Я не ставлю под сомнение сам факт совершения преступления, однако вот уже почти год нахожусь в шоковом состоянии по поводу его трактовки нашим правосудием и избрания меры наказания. Очевидно, что приговор суда не продиктован ни здравым смыслом, ни принципами гуманизма и человечности.
Моя супруга — не изверг и не садист, она никому не причинила никакого вреда. Она не была ранее судима, имела постоянное место работы. Родила двоих замечательных сыновей, которым сейчас 5 и 12 лет. Более того, когда шел судебный процесс, она была беременна третьим ребенком, и 2 декабря 2008 года в колонии родила дочь.
Отечественные СМИ регулярно цитируют высказывания президента А.Лукашенко, который ратует за повышение рождаемости в стране и говорит о том, что “дети — это святое”. Чиновники всех рангов делают все возможное для того, чтобы реализовать положения Декрета президента №18, который защищает права детей из неблагополучных семей. Но никто из них даже на секунду не задумывается о судьбах моих троих несовершеннолетних детей, которые приносятся в жертву нелепой статистике. В какой еще стране сажают за решетку на 10 лет мать троих несовершеннолетних детей за преступление, которым, по сути, не был нанесен ущерб ни потерпевшим, ни государству? А убийцы, грабители, воры, насильники и педофилы, от действий которых реально страдают люди и наносится ущерб государству, получают гораздо меньшее наказание за свои преступления.
Кому хорошо от этого приговора? Нашим детям, которых лишили матери? Моей новорожденной дочери, которой было суждено родиться и провести первые дни жизни в неволе? Матери жены, которая на фоне пережитого стресса едва не потеряла зрение? Или моей престарелой матери, у которой обострилось онкологическое заболевание? Да и государству это невыгодно, даже с экономической точки зрения. Работающий человек получает заработную плату, с которой платятся налоги, на заработанные деньги люди потребляют товары и услуги, от продажи которых государство опять же получает немалые налоговые поступления. Почему не предоставить оступившемуся, но раскаявшемуся гражданину возможность отработать свою вину, выплатить весомый денежный штраф, возместить ущерб потерпевшим, но не калечить его судьбу и судьбу его детей, родных и близких в результате 10-летнего тюремного заключения.
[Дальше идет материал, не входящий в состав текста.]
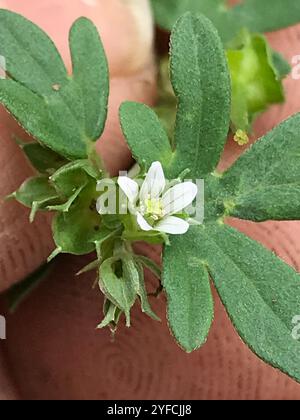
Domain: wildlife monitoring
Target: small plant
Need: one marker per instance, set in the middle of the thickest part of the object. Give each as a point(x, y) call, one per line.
point(66, 114)
point(256, 70)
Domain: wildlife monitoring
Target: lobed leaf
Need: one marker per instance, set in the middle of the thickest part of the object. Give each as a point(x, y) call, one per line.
point(201, 82)
point(259, 291)
point(63, 112)
point(44, 160)
point(264, 183)
point(255, 15)
point(186, 283)
point(145, 136)
point(90, 74)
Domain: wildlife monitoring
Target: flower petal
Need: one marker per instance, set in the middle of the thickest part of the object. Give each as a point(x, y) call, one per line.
point(173, 225)
point(154, 183)
point(179, 197)
point(129, 187)
point(142, 222)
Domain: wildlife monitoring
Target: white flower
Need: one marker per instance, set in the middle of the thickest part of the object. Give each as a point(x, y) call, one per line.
point(155, 209)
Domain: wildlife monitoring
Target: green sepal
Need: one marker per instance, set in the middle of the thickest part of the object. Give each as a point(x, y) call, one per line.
point(255, 78)
point(44, 160)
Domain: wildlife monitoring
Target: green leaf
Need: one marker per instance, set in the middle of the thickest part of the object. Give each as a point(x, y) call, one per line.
point(255, 15)
point(145, 135)
point(120, 291)
point(36, 189)
point(281, 67)
point(142, 292)
point(266, 15)
point(260, 292)
point(57, 109)
point(256, 82)
point(42, 159)
point(201, 82)
point(90, 73)
point(65, 207)
point(166, 12)
point(51, 122)
point(73, 176)
point(264, 183)
point(31, 58)
point(186, 283)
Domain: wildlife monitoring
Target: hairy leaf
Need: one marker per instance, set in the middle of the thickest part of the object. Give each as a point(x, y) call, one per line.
point(201, 82)
point(260, 292)
point(186, 282)
point(63, 112)
point(264, 183)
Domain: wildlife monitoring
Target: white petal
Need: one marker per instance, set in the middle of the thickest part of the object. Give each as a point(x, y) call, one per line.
point(179, 197)
point(154, 183)
point(173, 225)
point(143, 224)
point(129, 187)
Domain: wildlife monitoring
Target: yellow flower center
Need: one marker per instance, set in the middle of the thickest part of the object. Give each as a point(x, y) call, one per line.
point(153, 208)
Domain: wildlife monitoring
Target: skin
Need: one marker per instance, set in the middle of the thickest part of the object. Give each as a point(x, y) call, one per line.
point(52, 350)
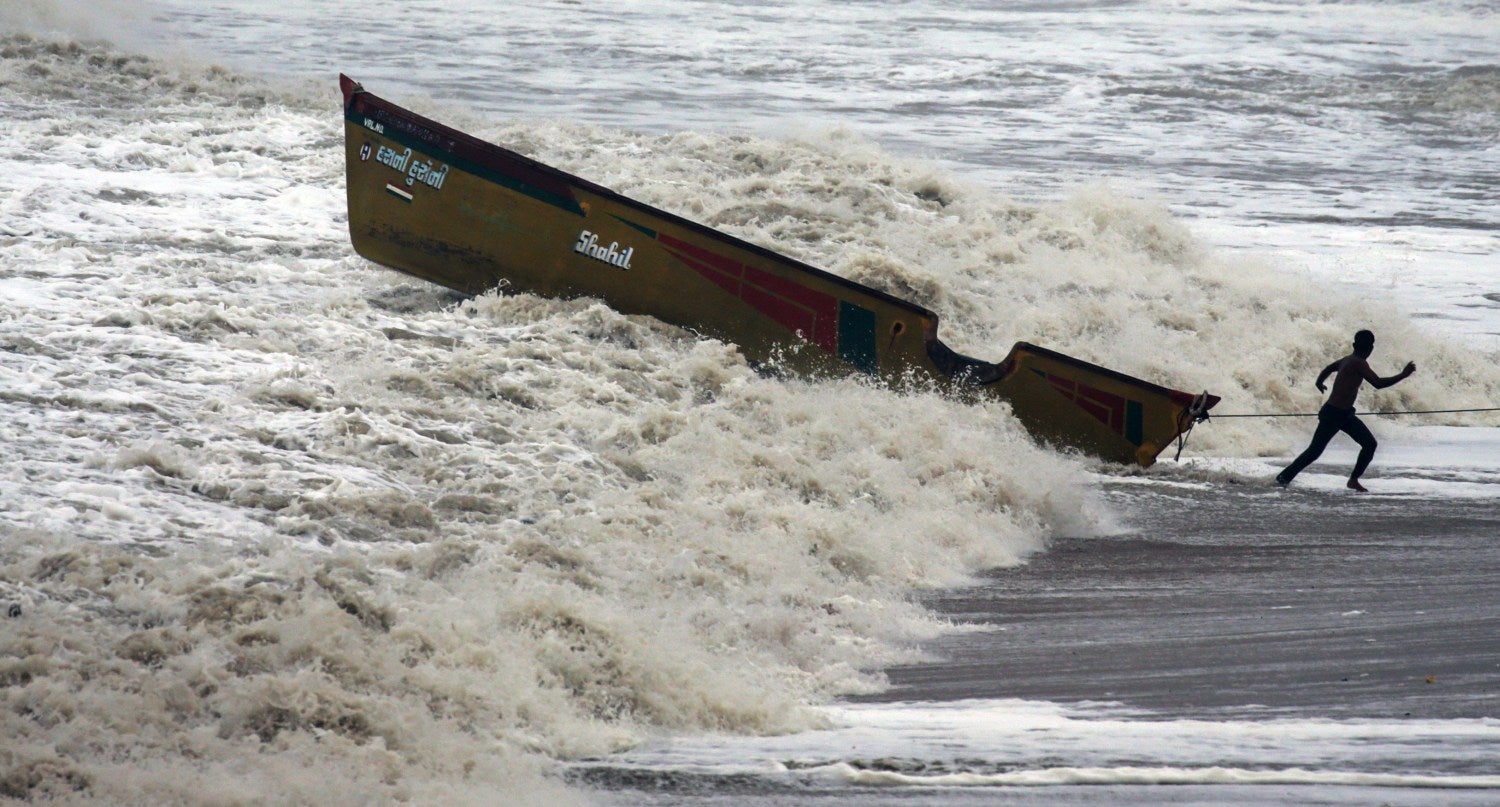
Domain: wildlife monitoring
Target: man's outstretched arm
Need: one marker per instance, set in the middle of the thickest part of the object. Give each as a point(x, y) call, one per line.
point(1326, 372)
point(1382, 383)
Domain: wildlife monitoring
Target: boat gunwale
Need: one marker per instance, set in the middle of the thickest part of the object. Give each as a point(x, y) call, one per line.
point(486, 152)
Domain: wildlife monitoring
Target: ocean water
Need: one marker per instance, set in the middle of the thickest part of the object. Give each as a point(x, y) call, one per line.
point(278, 525)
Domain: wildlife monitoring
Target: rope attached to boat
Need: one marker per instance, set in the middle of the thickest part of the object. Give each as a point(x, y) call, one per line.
point(1199, 414)
point(1371, 414)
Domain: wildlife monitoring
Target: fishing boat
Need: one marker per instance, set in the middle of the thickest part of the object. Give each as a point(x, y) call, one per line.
point(447, 207)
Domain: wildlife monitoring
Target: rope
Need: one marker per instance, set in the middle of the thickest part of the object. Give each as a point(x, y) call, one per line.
point(1371, 414)
point(1199, 413)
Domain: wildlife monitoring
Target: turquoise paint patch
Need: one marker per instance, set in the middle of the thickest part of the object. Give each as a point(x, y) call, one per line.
point(1134, 422)
point(857, 338)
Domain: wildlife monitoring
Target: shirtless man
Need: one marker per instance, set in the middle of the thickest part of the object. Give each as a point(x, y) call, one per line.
point(1338, 413)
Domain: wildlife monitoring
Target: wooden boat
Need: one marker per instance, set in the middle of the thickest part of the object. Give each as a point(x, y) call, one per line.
point(470, 215)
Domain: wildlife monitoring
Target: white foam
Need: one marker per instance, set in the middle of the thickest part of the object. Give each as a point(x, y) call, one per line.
point(1020, 743)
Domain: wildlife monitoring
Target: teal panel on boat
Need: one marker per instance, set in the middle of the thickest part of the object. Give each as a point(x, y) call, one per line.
point(857, 336)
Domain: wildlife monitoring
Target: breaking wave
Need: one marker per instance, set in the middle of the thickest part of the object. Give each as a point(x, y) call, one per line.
point(279, 524)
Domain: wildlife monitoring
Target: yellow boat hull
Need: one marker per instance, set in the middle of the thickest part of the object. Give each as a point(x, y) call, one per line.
point(443, 206)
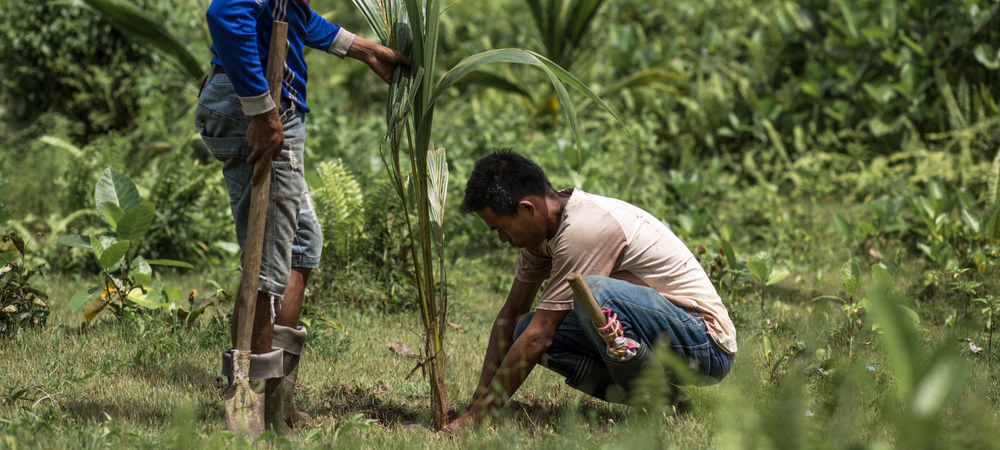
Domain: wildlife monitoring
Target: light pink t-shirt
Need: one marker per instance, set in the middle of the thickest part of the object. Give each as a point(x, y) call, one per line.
point(609, 237)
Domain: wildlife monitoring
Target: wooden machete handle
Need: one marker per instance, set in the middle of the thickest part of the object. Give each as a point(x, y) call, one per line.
point(582, 292)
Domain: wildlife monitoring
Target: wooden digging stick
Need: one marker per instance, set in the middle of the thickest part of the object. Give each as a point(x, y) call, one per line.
point(582, 292)
point(245, 409)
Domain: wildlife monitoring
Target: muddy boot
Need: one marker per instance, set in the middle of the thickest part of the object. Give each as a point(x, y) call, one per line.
point(291, 340)
point(266, 368)
point(263, 366)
Ведь в итоге государство не только недополучает существенный доход, исчисляемый тысячами долларов в год на человека, но и вынуждено тратить огромные средства на содержание заключенных.
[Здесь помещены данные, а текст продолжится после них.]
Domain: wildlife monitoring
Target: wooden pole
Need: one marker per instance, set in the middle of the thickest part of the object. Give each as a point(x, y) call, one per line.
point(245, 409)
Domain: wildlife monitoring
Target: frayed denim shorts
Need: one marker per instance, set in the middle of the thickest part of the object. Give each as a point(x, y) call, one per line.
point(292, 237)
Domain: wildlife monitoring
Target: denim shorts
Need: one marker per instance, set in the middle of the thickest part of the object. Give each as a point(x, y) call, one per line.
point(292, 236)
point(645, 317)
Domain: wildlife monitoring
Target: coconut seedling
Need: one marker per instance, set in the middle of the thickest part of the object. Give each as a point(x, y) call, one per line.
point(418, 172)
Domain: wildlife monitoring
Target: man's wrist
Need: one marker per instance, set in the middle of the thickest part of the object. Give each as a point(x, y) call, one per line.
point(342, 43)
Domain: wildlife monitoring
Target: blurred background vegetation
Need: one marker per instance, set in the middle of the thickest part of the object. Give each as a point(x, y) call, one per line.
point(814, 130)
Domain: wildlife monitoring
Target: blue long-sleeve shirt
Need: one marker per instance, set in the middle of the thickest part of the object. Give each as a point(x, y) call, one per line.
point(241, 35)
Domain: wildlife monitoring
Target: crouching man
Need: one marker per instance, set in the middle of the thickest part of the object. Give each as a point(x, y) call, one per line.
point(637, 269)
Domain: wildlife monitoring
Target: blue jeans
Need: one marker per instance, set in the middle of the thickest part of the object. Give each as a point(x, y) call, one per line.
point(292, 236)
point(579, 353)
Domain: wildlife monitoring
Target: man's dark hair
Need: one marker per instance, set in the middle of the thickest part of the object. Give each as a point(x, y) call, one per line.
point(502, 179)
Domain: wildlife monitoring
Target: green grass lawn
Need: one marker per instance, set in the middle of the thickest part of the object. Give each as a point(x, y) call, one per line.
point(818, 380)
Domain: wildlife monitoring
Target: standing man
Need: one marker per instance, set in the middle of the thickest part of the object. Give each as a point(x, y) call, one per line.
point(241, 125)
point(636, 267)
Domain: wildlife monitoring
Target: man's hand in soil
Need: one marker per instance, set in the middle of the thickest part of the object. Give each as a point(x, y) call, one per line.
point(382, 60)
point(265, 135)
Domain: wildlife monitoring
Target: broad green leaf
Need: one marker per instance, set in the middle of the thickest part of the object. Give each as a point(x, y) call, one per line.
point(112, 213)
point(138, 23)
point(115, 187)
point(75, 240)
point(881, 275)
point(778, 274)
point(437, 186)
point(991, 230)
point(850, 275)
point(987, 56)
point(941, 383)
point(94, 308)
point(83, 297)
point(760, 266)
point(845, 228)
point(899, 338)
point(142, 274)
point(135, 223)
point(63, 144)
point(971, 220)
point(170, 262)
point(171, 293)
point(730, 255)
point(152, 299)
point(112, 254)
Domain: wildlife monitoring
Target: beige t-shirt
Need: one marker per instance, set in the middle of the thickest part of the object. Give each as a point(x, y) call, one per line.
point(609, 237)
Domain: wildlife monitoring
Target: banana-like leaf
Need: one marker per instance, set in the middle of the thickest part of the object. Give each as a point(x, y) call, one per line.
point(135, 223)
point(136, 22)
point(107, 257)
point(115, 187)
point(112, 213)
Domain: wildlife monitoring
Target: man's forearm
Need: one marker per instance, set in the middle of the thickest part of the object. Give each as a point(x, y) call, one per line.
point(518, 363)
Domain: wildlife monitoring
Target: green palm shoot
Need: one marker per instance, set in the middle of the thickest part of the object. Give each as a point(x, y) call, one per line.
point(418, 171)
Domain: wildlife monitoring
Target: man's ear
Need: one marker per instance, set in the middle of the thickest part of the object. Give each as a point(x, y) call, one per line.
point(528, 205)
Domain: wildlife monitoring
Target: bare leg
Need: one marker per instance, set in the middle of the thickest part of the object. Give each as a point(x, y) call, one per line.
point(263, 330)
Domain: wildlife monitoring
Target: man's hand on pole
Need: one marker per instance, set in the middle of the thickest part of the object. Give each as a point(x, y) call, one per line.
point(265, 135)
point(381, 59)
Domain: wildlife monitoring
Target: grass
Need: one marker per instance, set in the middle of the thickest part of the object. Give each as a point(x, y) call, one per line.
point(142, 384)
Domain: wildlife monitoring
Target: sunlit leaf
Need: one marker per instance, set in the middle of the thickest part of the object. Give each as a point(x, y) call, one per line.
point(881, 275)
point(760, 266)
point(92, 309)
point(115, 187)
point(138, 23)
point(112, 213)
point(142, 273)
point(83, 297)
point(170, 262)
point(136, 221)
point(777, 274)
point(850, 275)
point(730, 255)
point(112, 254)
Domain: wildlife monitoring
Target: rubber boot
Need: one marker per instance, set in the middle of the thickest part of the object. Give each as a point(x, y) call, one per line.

Сейчас моей младшей доченьке Маше четыре месяца. Когда Машеньке исполнится три года, ее полностью разлучат с матерью... Я разрываюсь между колонией, в которой находятся моя жена и четырехмесячная дочь, и домом, в котором вынужден один воспитывать двоих сыновей. У меня нет никакого желания жить, я совершенно обессилел и отчаялся...
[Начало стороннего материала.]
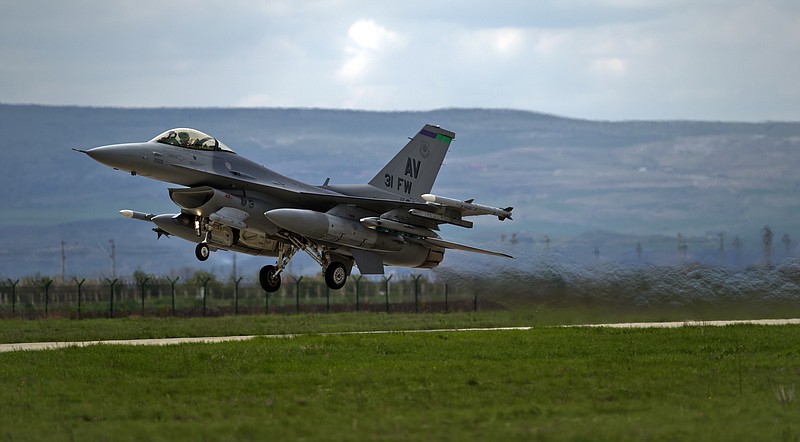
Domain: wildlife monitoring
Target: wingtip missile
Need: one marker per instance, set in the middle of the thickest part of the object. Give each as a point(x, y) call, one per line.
point(136, 215)
point(469, 205)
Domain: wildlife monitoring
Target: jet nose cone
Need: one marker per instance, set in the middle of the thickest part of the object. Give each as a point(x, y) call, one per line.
point(127, 157)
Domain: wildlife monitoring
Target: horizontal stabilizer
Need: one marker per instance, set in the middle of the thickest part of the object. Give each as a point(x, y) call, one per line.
point(456, 246)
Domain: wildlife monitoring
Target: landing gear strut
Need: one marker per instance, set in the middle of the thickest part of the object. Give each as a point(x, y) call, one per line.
point(335, 272)
point(202, 251)
point(335, 275)
point(270, 279)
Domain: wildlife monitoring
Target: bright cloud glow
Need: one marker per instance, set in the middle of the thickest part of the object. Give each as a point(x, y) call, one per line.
point(606, 59)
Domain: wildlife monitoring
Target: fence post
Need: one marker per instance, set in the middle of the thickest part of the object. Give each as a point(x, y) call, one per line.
point(144, 281)
point(446, 307)
point(236, 295)
point(172, 283)
point(111, 298)
point(358, 280)
point(416, 292)
point(13, 296)
point(47, 282)
point(205, 293)
point(297, 294)
point(80, 283)
point(386, 290)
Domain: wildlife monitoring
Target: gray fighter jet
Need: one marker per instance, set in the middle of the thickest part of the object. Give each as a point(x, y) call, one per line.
point(232, 203)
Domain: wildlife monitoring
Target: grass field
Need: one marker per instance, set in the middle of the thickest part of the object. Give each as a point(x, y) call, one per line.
point(728, 383)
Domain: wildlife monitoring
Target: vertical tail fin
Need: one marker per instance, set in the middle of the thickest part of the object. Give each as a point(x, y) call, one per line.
point(413, 170)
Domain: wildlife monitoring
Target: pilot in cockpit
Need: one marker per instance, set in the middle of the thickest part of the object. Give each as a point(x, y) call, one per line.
point(183, 139)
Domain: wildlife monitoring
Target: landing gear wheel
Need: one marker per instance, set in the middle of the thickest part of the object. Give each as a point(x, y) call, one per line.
point(202, 251)
point(270, 280)
point(335, 275)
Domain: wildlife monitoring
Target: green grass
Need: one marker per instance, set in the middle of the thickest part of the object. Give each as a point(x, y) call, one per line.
point(137, 327)
point(729, 383)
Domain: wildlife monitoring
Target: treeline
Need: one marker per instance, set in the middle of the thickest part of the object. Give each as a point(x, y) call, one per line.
point(688, 287)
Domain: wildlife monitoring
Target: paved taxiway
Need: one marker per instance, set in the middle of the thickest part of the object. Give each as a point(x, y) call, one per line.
point(213, 340)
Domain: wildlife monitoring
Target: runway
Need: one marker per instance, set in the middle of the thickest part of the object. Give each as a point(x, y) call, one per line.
point(213, 340)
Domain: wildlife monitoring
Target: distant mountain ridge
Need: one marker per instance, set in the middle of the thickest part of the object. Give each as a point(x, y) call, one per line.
point(564, 176)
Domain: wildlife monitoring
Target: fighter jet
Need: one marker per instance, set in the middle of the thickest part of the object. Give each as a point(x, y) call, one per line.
point(231, 203)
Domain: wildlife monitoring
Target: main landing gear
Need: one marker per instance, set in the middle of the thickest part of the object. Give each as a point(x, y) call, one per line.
point(335, 271)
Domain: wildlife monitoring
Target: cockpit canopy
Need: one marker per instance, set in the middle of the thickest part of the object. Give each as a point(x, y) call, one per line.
point(191, 139)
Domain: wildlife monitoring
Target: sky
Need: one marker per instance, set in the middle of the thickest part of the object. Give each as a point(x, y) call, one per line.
point(717, 60)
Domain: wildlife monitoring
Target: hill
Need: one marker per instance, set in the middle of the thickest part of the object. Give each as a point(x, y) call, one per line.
point(644, 181)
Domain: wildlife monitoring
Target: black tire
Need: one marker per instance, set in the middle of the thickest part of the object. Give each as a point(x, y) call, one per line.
point(269, 280)
point(202, 251)
point(335, 275)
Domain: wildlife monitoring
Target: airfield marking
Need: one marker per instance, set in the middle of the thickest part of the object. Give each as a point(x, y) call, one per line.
point(213, 340)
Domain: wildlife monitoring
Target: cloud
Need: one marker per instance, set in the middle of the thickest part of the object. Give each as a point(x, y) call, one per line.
point(368, 43)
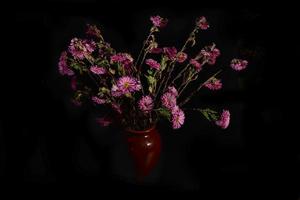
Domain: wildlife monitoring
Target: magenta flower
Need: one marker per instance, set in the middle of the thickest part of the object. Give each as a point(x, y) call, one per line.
point(202, 23)
point(168, 100)
point(178, 117)
point(98, 100)
point(214, 84)
point(93, 31)
point(158, 21)
point(196, 64)
point(181, 57)
point(224, 120)
point(74, 83)
point(146, 104)
point(238, 64)
point(97, 70)
point(63, 67)
point(123, 58)
point(81, 48)
point(104, 121)
point(171, 52)
point(153, 64)
point(127, 84)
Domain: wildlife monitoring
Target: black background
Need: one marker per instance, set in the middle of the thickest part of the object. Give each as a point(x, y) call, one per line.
point(48, 143)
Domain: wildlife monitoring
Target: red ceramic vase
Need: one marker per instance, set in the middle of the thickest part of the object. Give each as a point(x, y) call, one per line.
point(144, 148)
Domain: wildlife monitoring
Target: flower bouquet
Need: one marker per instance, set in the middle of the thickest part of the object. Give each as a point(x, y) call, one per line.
point(146, 89)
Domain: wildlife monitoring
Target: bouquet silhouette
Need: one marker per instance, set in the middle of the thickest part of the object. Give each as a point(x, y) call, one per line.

Сегодня в Беларуси борьба с торговлей людьми является одним из столпов государственной правоохранительной политики. Я полностью поддерживаю эту благородную инициативу, однако, по моему мнению, на деле под благовидным предлогом создан мощнейший карательный аппарат, состоящий из людей, стремящихся любой ценой оправдать свои должности и зарплаты путем показательного заключения под стражу сотен женщин, получающих по 7—12 лет тюрьмы.
Повторюсь, я не оправдываю свою жену. Я лишь пытаюсь добиться адекватного и гуманного приговора суда. В скором будущем дело моей жены будет рассматриваться в Верховном суде. И все, чего я хочу, это добиться того, чтобы с нее сняли нелепое обвинение в торговле людьми и назначили гуманное наказание, адекватное совершенному ею преступлению.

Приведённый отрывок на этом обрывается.